Rafforzò Matteo il suo potere non solo territorialmente, creando una cintura di città satelliti controllate dai figli attorno a Milano (Alessandria, Novara, Monza, Bergamo, Como, Piacenza e Tortona), ma lo temprò soprattutto nella lotta con Giovanni XXII. Il Papa non tollerava nella prestigiosa sede di Milano un Vicario imperiale che limitasse la sua influenza. Dalla sede di Avignone lanciò delle terribili accuse contro Matteo ed i suoi figli: eretici, detentori di libri magici, vessatori della Chiesa (avevano confiscato i beni ecclesiastici ritenuti improduttivi), di condotta impudica (i giovani Visconti andavano dicendo in giro che giacere con donne non è peccato).

Da Signore desideroso di verificare la solidità del suo operato, Matteo abdicò a favore del più anziano dei suoi figli, Galeazzo, sposo di Beatrice d’Este, vedova di quel Nino “gentil” giudice di Gallura, che in Purgatorio si era lamentato con Dante della volubilità dell’animo femminile.
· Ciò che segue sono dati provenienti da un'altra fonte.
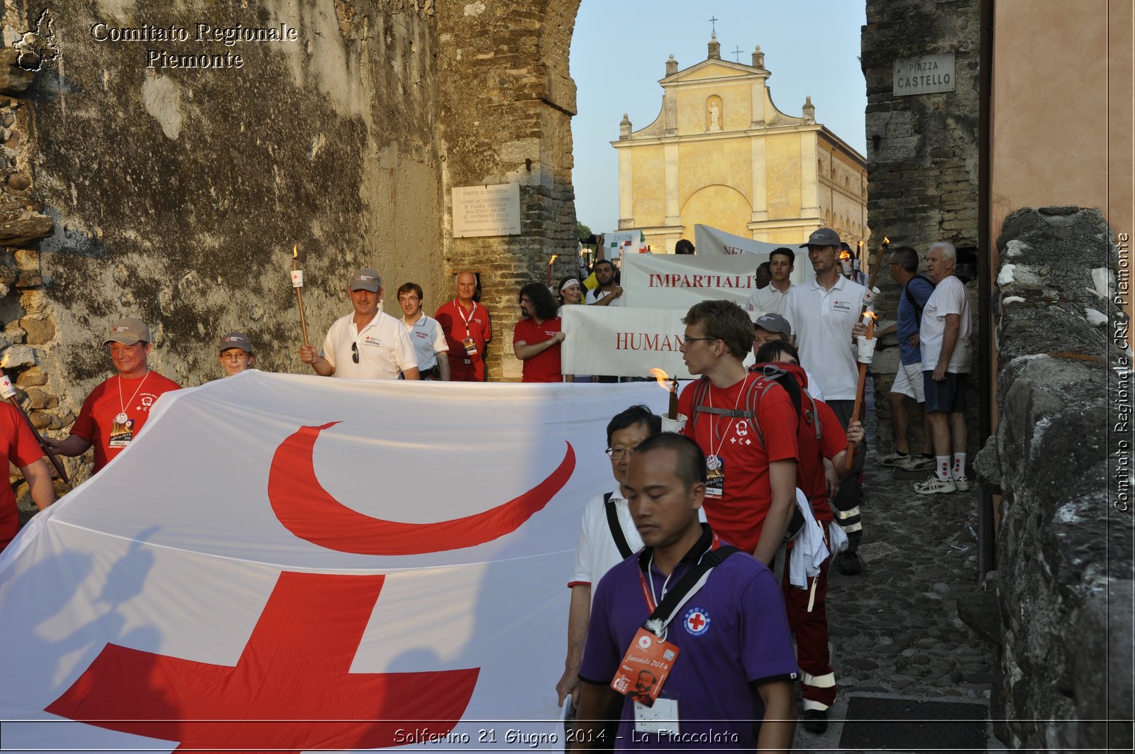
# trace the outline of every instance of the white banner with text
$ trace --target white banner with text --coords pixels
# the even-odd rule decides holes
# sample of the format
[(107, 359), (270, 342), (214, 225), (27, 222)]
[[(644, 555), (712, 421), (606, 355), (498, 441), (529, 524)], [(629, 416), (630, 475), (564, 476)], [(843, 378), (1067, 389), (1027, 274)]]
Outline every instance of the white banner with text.
[(682, 354), (686, 309), (564, 307), (561, 359), (565, 375), (647, 377), (651, 367), (690, 379)]
[[(804, 243), (801, 238), (799, 243)], [(754, 241), (745, 236), (733, 235), (718, 231), (708, 225), (693, 226), (693, 244), (697, 253), (703, 257), (729, 257), (732, 254), (764, 254), (768, 259), (768, 253), (784, 244), (768, 243), (767, 241)], [(794, 246), (796, 244), (793, 244)]]

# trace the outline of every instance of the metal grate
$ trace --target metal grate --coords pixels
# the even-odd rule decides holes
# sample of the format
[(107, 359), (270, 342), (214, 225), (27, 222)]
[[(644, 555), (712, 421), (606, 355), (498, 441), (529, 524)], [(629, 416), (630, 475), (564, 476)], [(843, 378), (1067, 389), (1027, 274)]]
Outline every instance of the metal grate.
[(916, 702), (852, 696), (840, 747), (901, 752), (984, 752), (989, 743), (983, 704)]

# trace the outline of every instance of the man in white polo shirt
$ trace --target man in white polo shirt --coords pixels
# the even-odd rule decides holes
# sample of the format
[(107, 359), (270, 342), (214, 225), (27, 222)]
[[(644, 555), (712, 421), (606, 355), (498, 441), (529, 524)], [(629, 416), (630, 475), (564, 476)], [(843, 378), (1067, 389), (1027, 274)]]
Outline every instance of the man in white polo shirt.
[(926, 481), (915, 485), (919, 495), (969, 489), (966, 476), (966, 377), (969, 375), (973, 325), (969, 321), (969, 293), (965, 283), (953, 274), (957, 263), (958, 252), (953, 244), (945, 241), (931, 244), (926, 270), (934, 280), (934, 292), (923, 309), (918, 337), (926, 416), (934, 435), (934, 474)]
[(765, 287), (754, 291), (745, 304), (754, 319), (760, 315), (784, 313), (784, 302), (792, 288), (792, 280), (789, 278), (796, 266), (796, 252), (785, 246), (773, 249), (766, 263), (772, 276), (771, 282)]
[(422, 286), (403, 283), (398, 287), (402, 326), (418, 353), (418, 376), (421, 379), (449, 382), (449, 345), (442, 324), (422, 311)]
[[(568, 611), (568, 656), (564, 660), (564, 675), (556, 684), (561, 705), (569, 694), (573, 694), (572, 705), (579, 705), (579, 663), (583, 659), (594, 587), (612, 566), (642, 548), (642, 537), (634, 528), (621, 485), (627, 479), (627, 469), (630, 467), (631, 456), (634, 455), (634, 449), (647, 437), (661, 432), (662, 419), (645, 405), (632, 405), (616, 413), (607, 425), (607, 456), (611, 459), (615, 486), (611, 492), (591, 499), (583, 510), (583, 521), (579, 528), (575, 564), (572, 568), (571, 580), (568, 581), (571, 588), (571, 608)], [(612, 518), (617, 530), (611, 526)], [(622, 542), (615, 539), (616, 531), (622, 534)], [(627, 550), (627, 554), (623, 554), (623, 548)]]
[[(859, 321), (867, 288), (840, 275), (840, 236), (831, 228), (814, 231), (800, 244), (808, 250), (816, 277), (792, 287), (784, 302), (784, 319), (792, 326), (800, 363), (807, 365), (824, 393), (824, 401), (832, 408), (847, 430), (855, 410), (859, 367), (856, 363), (854, 336), (865, 335), (866, 326)], [(832, 501), (835, 520), (848, 535), (848, 550), (836, 561), (841, 573), (854, 576), (863, 570), (856, 551), (863, 538), (859, 520), (859, 472), (864, 455), (857, 454), (855, 474), (843, 479)]]
[(347, 284), (354, 311), (335, 320), (323, 338), (323, 353), (300, 346), (300, 361), (321, 377), (353, 379), (418, 379), (418, 355), (406, 329), (379, 310), (382, 278), (370, 268), (351, 276)]

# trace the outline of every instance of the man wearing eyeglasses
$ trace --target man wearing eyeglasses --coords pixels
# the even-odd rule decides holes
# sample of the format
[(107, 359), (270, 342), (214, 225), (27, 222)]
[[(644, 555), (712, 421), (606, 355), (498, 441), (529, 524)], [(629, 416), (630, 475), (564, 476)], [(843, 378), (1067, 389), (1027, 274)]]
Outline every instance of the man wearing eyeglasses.
[(579, 663), (583, 659), (587, 625), (591, 615), (592, 586), (624, 559), (615, 542), (616, 535), (611, 527), (607, 510), (613, 510), (614, 520), (617, 521), (630, 552), (641, 550), (642, 537), (639, 536), (631, 519), (627, 499), (623, 497), (622, 484), (627, 479), (627, 469), (630, 467), (631, 456), (634, 455), (634, 449), (647, 437), (661, 432), (662, 418), (645, 405), (632, 405), (616, 413), (607, 425), (607, 456), (611, 459), (615, 487), (606, 494), (591, 499), (583, 511), (583, 521), (579, 527), (575, 566), (572, 568), (571, 580), (568, 581), (571, 588), (571, 608), (568, 612), (568, 657), (564, 660), (564, 675), (556, 684), (561, 705), (571, 694), (572, 705), (579, 706)]
[(321, 377), (350, 379), (418, 379), (418, 355), (406, 329), (379, 310), (382, 278), (370, 268), (351, 276), (347, 284), (354, 311), (335, 320), (323, 338), (322, 354), (312, 345), (300, 346), (300, 361)]
[(722, 539), (773, 564), (796, 509), (797, 412), (775, 380), (746, 369), (753, 321), (731, 301), (701, 301), (682, 319), (682, 434), (706, 456), (705, 511)]

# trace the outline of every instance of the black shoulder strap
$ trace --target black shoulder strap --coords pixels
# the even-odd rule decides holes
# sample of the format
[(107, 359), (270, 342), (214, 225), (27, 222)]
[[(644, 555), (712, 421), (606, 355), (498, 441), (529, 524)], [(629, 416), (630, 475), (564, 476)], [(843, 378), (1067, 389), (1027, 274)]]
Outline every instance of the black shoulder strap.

Vedova non proprio inconsolabile, Beatrice era convolata a nuove nozze col Visconti prima che fosse trascorso il periodo di lutto. Il frutto della nuova unione era stato Azzone, succeduto al padre nel 1329. L’impegno politico di Azzone fu quello di vanificare le restanti libertà comunali e non solo per i Milanesi. Lo fece in modo non traumatico, da quel Signore raffinato che era, e lo giustificò col successo delle sue azioni, decise “colà dove si puote ciò che si vuole”. Fu infatti l’intervento miracoloso di sant’Ambrogio a volgere a favore di Azzone la battaglia di Parabiago contro il rivale cugino Lodrisio: l’evento straordinario è ricordato nella cappella Grifi di San Pietro in Gessate, nella Crotta-Caimi in S. Eustorgio e in una formella della porta del Castiglioni sulla facciata del Duomo.

Tavola 4 - S. Ambrogio interviene miracolosamente a sostegno di Azzone Visconti nella battaglia di Parabiago: a sinistra nella porta Castiglioni del Duomo, a destra nel dipinto di G. A. Figino in S. Eustorgio.

 

Lo giustificò ancora con l’apparato iconografico del proprio monumento funebre ancor oggi visibile, seppur mutilo, nella chiesa che Azzone volle dedicata a san Gottardo, protettore dei gottosi, perché gli lenisse i tormenti del male. Sul sarcofago, confortate dai rispettivi santi protettori, piangono assieme alla vedova Caterina di Savoja, le città assoggettate al potere visconteo. Piangono un tiranno liberticida? No, piangono chi aveva garantito loro sicurezza e pace, e proprio per questo aveva ottenuto dall’imperatore Venceslao, presente fra i dolenti, il rinnovo del Vicariato imperiale.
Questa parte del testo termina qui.